Após um ciclo longo de ajustes em 2042 e um enorme investimento da EA, o foco agora é claro: voltar à era moderna (2027), resgatar classes tradicionais, limitar as partidas a 64 jogadores e transformar a “Levolution” em “destruição tática” — bonita, sim, mas principalmente útil para flanquear, abrir rotas e mudar o ritmo das batalhas.
A EA foi all-in e reorganizou a franquia sob um guarda-chuva único. O resultado é um projeto multifacetado: PvP robusto (o foco), campanha single-player, battle royale “pensado para Battlefield” e um Portal bem mais amplo para criações da comunidade. A liderança de nomes como Vince Zampella e Byron Beede direciona a visão — aprender com 2042, voltar ao que funciona e empurrar a série adiante, não para os lados.

“Senti a obrigação de criar um dos melhores Battlefields que o mundo já viu.” — Rebecka Coutaz
O recado: mirar a fantasia militar moderna que os fãs reconhecem — com veículos, mapas urbanos massivos e caos tático — e dar a isso ferramentas que gerem “momentos só-em-Battlefield”.
Adeus, set-pieces roteirizados. Em vez da velha “Levolution”, o Battlefield 6 aposta em destruição tática: derrubar fachadas para expor snipers, abrir claros para avançar, ou enfiar um tanque num prédio e redefinir a cobertura. Nem tudo quebra (para o tiroteio não virar um deserto), então o time usa um sistema tipo “apple-coring” para preservar espaços de combate interessantes mesmo depois de muita pancadaria.

Na prática: o espetáculo segue cinematográfico, mas com impacto real no gameplay. É o meio-termo entre o “uau” visual e a leitura tática que define a franquia.
A DICE abandonou os “especialistas” e voltou ao quarteto de classes, com ajustes finos para clarear papéis e sustentar o futuro da série. 64 jogadores retornam como padrão para evitar o caos oco e preservar o “sweet spot” de BF3/BF4 — referência também citada no tom, no arsenal e nas arenas urbanas destrutíveis.

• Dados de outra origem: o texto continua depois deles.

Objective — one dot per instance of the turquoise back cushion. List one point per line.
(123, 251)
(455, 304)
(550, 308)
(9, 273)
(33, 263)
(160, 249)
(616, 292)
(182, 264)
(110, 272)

Para evitar repetir 2042, o estúdio criou o BF Labs — playtests quinzenais, em casa, desde março, com feedback entrando antes das grandes decisões. O beta aberto serviu para o grande estresse: 521 mil jogadores concurrent só no Steam, recorde de beta na plataforma. Entre insights e dados duros, ajustes já aconteceram durante o próprio teste (ex.: tempo de detonação no Rush).

“Você não deixa os jogadores projetarem por você, mas ouve, mede e ajusta.”
Para nós do GGames, o diferencial aqui é processo: escuta constante, convicção sobre visão e agilidade para iterar sem quebrar a identidade da série.
Sim. A campanha single-player existe e é separada do PvP — parte do pacote “multifrentado” de Battlefield Studios.
Quase: o cenário é moderno/2027, com armas e veículos reconhecíveis — a fantasia militar pé no chão que a base curte.
Há um modo battle royale “novo para Battlefield”, desenvolvido com DNA de quem fez Warzone/Apex — mas com destruição e caos ao estilo da franquia.
A meta é sair de “experimentos” e firmar um sistema que dure, com papéis claros e sinergia entre gadgets, terrenos e veículos.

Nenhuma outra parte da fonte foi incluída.